30 January, 2014
Pousha Amavasya, Kaliyug Varsha 5115
Europe’s largest Hindu temple has opened in Britain – on the site of a former rubbish dump.
More than 10,000 visitors are expected at the £6.5million Sri Venkateswara Balaji Temple in Tividale, near Dudley, West Midlands, by Sunday, the close of a five day festival of inauguration.
The complex has been built on 12.5 acres of wasteland in an industrial area close to the M5 motorway.
The temple has been constructed in the style of the ancient and sacred temple of Sri Venkateswara in Tirupati, India.
The site has been funded by a £3.3m lottery grant from the Millennium Commission and has taken more than three decades to come to fruition.
Local Hindu worshippers first hit upon the idea of building a giant temple in their part of the West Midlands in 1974.
They spent the next 20 years searching for a site and trying to secure funding.
It wasn’t until 1994 that the then Black Country Development Corporation agreed to donate the site to them for a nominal sum.
Crucially, the site came with planning permission for a temple.
The group began fundraising nationwide and in 1996 they were approved lottery funding.
Work started on the site the following year and in 1999 the first of three smaller shrines adjacent to the site of the main temple was completed.
The same year, a team of 600 builders started work in India on the main temple building.
During building work, three of the founders of the temple invested £100,000 of their own money to prevent the project going bankrupt.
The concrete, granite and class structure was built in stages in the subcontinent before being shipped to Britain to be put together on site.
A team of 30 highly-skilled crafsmen and stone masons were brought over from India to work on the intricate carvings of Hindu gods and godesses that adorn mahogany doors, stone pillars and the walls and ceilings inside the temple.
One of the founders of the temple, Dr. Kandiah Somasundara Rajah, has been involved with the project since its origins in the 1970s.
He said: ‘We used to have the use of another temple but then the congregation got bigger and in 1974 some of our group thought we should get our own temple.
‘In spite of this we had a lot of opposition from the locals – we organised a meeting and nearly got lynched.
‘But we went ahead with it anyway. It came from small beginnings and it is wonderful seeing it being celebrated. It is a dream come true for all of us.’
Thousands of visitors
Yesterday the site was filled with tents erected to accommodate the thousands of visitors who had travelled to witness the ceremonies to mark the temple’s inaguration.
Organisers laid on traditional Hindu dances and songs to entertain them.
The main temple building, the largest of its kind in Europe built in the South Indian architectural style, will accommodate 400 people at any one time.
Some 15 priests have also flown in from Mauritius, India and America to perform ancient rituals in Sanskrit to call on the gods to enter the temple.

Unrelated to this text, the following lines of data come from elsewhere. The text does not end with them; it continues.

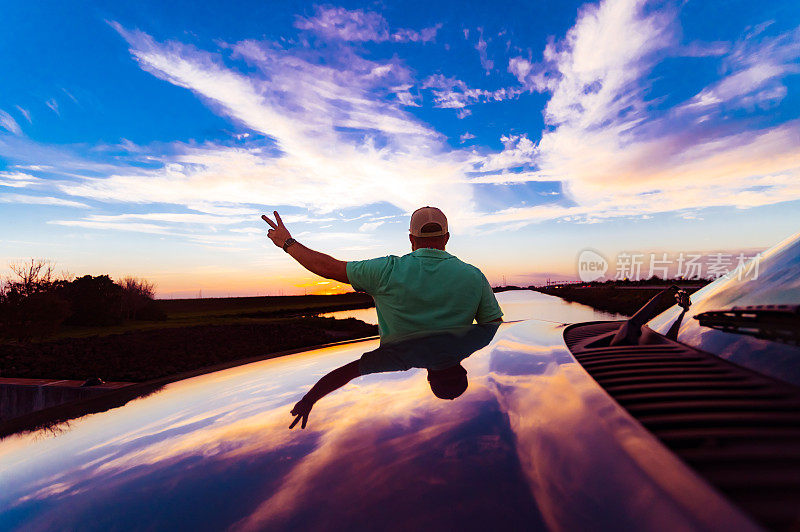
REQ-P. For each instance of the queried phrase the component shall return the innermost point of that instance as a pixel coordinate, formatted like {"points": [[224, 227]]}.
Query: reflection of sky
{"points": [[516, 305], [776, 281], [215, 450]]}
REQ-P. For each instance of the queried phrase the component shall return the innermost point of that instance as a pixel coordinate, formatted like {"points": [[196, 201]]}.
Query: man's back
{"points": [[427, 289]]}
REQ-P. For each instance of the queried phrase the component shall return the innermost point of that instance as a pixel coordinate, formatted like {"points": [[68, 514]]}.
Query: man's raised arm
{"points": [[313, 261]]}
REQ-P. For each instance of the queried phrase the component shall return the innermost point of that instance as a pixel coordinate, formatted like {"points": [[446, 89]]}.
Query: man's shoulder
{"points": [[467, 266]]}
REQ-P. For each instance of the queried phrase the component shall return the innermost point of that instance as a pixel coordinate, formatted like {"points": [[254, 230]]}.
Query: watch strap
{"points": [[289, 241]]}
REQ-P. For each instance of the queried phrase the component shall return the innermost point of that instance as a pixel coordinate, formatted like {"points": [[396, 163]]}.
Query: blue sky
{"points": [[146, 139]]}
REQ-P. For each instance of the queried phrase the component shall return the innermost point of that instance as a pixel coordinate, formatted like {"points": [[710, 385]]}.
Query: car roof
{"points": [[533, 443]]}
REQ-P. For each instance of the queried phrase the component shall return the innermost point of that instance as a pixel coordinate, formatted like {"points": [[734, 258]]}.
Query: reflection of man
{"points": [[427, 289], [439, 352]]}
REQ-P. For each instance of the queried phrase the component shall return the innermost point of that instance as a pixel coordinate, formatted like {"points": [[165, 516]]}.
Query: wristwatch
{"points": [[289, 241]]}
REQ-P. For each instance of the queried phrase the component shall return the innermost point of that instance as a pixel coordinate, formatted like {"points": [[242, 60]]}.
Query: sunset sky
{"points": [[147, 138]]}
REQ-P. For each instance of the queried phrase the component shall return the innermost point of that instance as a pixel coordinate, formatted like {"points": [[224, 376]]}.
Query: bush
{"points": [[34, 303], [93, 300]]}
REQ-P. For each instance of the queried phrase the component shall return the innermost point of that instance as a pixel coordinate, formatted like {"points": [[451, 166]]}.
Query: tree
{"points": [[30, 304], [136, 295]]}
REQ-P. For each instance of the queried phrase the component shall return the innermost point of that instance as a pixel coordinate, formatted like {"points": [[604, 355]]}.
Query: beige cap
{"points": [[428, 215]]}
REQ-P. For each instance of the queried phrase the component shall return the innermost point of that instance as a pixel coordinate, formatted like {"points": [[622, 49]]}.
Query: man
{"points": [[439, 352], [427, 289]]}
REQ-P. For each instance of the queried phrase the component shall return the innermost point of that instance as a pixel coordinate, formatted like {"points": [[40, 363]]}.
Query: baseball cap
{"points": [[425, 216]]}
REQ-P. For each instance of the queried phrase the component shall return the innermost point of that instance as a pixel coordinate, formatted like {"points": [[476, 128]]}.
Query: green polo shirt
{"points": [[428, 289]]}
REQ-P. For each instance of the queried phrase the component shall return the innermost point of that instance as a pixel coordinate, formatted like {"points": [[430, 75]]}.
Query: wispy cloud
{"points": [[39, 200], [606, 140], [329, 127], [18, 180], [24, 112], [7, 122], [52, 103], [358, 25], [452, 93], [341, 134], [481, 47]]}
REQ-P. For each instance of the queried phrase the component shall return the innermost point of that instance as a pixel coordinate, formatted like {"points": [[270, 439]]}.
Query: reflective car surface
{"points": [[533, 443], [765, 294]]}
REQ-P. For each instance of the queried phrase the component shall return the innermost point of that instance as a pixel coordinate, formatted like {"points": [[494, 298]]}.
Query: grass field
{"points": [[197, 333], [225, 311]]}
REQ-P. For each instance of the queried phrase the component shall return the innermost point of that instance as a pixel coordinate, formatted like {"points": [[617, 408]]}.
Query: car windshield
{"points": [[771, 279]]}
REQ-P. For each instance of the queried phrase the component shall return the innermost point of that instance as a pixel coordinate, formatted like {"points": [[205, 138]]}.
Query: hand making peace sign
{"points": [[278, 234]]}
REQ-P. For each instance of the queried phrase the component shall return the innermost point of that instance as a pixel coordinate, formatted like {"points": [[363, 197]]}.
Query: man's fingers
{"points": [[270, 222]]}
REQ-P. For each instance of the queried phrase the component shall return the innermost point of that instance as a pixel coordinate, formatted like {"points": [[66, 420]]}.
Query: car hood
{"points": [[532, 443]]}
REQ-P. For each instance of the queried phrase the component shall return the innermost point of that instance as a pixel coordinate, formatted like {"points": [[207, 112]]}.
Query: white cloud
{"points": [[7, 122], [18, 180], [339, 145], [338, 23], [24, 112], [755, 70], [342, 138], [452, 93], [486, 63], [615, 155], [39, 200], [368, 227], [53, 105]]}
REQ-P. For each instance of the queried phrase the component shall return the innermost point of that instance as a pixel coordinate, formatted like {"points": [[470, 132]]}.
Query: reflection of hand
{"points": [[683, 299], [301, 410]]}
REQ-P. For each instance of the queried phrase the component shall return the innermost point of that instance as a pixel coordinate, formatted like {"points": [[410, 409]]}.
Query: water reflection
{"points": [[516, 305]]}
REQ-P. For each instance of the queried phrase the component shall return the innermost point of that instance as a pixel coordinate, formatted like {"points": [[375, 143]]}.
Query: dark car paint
{"points": [[533, 443], [776, 281]]}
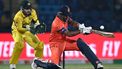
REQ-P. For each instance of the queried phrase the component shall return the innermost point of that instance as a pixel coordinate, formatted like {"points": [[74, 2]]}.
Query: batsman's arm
{"points": [[102, 33], [19, 26]]}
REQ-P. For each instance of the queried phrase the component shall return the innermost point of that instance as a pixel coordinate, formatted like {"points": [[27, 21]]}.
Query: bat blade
{"points": [[102, 33]]}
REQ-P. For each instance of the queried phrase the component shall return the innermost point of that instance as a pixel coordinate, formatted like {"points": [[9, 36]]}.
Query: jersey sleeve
{"points": [[57, 27], [18, 23], [34, 15]]}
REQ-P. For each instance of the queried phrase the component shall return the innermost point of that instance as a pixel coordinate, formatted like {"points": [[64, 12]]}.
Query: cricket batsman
{"points": [[21, 32], [59, 42]]}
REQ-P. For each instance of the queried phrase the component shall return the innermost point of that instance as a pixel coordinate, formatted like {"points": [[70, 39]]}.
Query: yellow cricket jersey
{"points": [[20, 19]]}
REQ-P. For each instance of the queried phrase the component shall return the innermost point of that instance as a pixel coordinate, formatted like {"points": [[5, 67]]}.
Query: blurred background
{"points": [[90, 12]]}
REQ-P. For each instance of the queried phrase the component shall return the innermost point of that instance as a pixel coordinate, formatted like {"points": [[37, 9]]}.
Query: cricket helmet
{"points": [[26, 4], [65, 10]]}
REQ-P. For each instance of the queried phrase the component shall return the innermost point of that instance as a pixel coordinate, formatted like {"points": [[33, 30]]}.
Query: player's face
{"points": [[27, 12]]}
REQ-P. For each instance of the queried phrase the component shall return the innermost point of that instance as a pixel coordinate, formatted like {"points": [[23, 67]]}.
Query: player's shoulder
{"points": [[56, 22], [19, 14], [33, 11]]}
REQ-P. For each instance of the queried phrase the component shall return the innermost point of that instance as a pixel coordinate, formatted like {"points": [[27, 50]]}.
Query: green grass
{"points": [[68, 66]]}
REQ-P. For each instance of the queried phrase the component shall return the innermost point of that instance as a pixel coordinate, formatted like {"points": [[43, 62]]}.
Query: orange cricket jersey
{"points": [[57, 25]]}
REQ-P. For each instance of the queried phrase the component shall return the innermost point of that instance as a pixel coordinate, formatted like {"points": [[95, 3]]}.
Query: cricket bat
{"points": [[102, 33]]}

The festival will culminate with installation of a 12ft deity of Lord Krishna, the supreme Hindu god.
Dr. VP Narayan Rao, the founding chairman of the temple, said: ‘The priests are trained from the age of seven to do the chanting. Only these people can do it.
‘They will also climb on to the roof of the temple and pour holy water over the whole building. Then it will be a sacred building.’

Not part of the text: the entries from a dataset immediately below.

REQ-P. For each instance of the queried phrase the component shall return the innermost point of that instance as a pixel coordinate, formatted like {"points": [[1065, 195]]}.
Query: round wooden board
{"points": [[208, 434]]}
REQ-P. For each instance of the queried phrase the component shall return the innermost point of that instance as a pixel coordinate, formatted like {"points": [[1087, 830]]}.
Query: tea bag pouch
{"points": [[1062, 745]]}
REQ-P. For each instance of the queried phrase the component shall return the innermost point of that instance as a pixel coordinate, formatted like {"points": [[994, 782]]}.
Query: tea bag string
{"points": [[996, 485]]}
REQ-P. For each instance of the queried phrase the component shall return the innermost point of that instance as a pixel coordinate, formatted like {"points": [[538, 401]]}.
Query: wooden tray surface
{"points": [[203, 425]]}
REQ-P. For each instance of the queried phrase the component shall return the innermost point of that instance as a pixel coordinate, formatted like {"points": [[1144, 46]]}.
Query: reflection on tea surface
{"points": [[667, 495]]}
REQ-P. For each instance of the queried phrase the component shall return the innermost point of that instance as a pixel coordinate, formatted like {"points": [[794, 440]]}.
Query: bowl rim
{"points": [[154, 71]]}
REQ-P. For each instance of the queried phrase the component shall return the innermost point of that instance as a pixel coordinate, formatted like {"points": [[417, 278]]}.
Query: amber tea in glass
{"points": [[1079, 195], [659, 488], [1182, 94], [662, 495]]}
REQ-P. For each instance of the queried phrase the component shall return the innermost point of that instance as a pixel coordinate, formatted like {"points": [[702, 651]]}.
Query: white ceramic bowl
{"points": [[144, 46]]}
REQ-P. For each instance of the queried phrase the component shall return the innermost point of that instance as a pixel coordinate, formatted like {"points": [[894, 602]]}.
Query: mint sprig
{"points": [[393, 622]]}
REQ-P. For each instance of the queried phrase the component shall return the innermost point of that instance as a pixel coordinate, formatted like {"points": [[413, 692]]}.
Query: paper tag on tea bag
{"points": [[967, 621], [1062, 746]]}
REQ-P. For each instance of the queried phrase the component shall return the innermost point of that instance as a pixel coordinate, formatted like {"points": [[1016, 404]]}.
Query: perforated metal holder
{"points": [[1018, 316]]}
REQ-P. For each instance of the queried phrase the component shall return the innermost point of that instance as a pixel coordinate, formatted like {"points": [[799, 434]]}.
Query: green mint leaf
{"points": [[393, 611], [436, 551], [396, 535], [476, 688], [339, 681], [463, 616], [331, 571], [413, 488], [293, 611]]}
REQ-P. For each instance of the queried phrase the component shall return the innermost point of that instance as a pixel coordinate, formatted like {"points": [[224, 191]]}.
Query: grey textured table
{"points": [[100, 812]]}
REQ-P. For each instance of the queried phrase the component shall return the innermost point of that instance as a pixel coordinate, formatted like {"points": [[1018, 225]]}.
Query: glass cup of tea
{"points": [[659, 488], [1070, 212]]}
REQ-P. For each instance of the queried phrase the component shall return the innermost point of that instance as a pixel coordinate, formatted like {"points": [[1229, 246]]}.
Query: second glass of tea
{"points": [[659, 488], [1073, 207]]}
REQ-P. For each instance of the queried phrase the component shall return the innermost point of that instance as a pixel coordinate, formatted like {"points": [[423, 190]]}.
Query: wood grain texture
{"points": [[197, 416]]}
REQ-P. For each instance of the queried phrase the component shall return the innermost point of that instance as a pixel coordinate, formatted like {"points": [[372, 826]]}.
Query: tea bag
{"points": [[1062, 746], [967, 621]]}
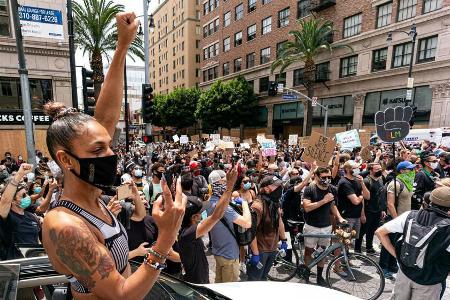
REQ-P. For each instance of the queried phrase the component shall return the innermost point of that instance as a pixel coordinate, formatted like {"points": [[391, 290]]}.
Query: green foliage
{"points": [[227, 104], [176, 109]]}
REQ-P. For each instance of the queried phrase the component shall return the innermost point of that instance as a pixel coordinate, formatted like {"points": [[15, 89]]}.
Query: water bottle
{"points": [[317, 252]]}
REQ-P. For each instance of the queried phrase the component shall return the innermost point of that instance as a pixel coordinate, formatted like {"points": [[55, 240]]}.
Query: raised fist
{"points": [[393, 123]]}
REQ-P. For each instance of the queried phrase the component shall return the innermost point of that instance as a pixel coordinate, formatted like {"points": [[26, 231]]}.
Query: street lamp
{"points": [[413, 34]]}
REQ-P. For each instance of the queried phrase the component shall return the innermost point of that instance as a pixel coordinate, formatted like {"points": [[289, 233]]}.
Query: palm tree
{"points": [[96, 34], [310, 40]]}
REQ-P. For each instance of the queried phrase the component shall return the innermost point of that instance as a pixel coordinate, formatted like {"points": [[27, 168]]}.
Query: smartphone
{"points": [[124, 191]]}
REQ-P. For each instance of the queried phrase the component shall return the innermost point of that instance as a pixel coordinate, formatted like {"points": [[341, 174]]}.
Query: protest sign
{"points": [[320, 149], [293, 139], [348, 139], [184, 139]]}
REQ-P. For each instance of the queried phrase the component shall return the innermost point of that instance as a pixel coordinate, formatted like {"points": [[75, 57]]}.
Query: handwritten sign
{"points": [[293, 139], [320, 149], [348, 139]]}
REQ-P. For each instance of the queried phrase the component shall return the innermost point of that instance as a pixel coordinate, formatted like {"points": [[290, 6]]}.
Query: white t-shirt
{"points": [[396, 225]]}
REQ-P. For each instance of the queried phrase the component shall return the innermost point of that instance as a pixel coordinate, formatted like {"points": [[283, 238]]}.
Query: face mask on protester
{"points": [[98, 171]]}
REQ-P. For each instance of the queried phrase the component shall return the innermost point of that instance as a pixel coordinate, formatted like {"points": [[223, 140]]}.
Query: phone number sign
{"points": [[41, 22]]}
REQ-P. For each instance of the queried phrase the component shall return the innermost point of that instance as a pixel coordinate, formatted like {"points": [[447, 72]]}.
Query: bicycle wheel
{"points": [[283, 268], [368, 282]]}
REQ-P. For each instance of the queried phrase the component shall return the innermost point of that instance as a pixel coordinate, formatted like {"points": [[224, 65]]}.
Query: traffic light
{"points": [[147, 103], [411, 122], [273, 88], [88, 91]]}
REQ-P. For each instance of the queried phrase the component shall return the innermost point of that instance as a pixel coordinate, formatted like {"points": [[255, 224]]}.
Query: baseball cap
{"points": [[216, 175], [441, 196], [405, 165]]}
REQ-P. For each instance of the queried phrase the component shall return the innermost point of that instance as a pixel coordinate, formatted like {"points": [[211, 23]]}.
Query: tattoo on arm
{"points": [[78, 250]]}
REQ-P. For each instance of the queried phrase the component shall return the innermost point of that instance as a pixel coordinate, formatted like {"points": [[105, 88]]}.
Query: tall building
{"points": [[174, 45], [46, 44], [244, 36]]}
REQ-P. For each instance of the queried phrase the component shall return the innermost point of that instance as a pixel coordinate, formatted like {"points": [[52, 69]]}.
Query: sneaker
{"points": [[321, 282]]}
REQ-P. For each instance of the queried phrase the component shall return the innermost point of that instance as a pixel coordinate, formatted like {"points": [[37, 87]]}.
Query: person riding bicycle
{"points": [[319, 203]]}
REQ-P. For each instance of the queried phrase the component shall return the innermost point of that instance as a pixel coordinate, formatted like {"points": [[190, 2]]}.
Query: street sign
{"points": [[290, 97]]}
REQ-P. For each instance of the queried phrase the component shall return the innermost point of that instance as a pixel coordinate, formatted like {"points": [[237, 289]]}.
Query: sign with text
{"points": [[293, 139], [348, 139], [41, 22], [320, 149]]}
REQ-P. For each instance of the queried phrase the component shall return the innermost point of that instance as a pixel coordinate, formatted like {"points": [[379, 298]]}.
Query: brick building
{"points": [[354, 85]]}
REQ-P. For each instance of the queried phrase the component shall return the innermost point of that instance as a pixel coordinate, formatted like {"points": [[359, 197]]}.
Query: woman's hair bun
{"points": [[57, 110]]}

A further £1m is due to be spent on landscaping the complex to transform the area into a meadow with shrubs and woodland in the style of an Indian garden.
Bimal Krishna Das, secretary of the National Council of Hindu Temples, said: ‘This is great news for the British Hindu community. The opening of this great temple will be a wonderful addition to the multi-religious society of Britain, especially in West Midlands.’
Britain is home to 600,000 Hindus but the temple is expected to attract worshippers from across Europe and the rest of the world.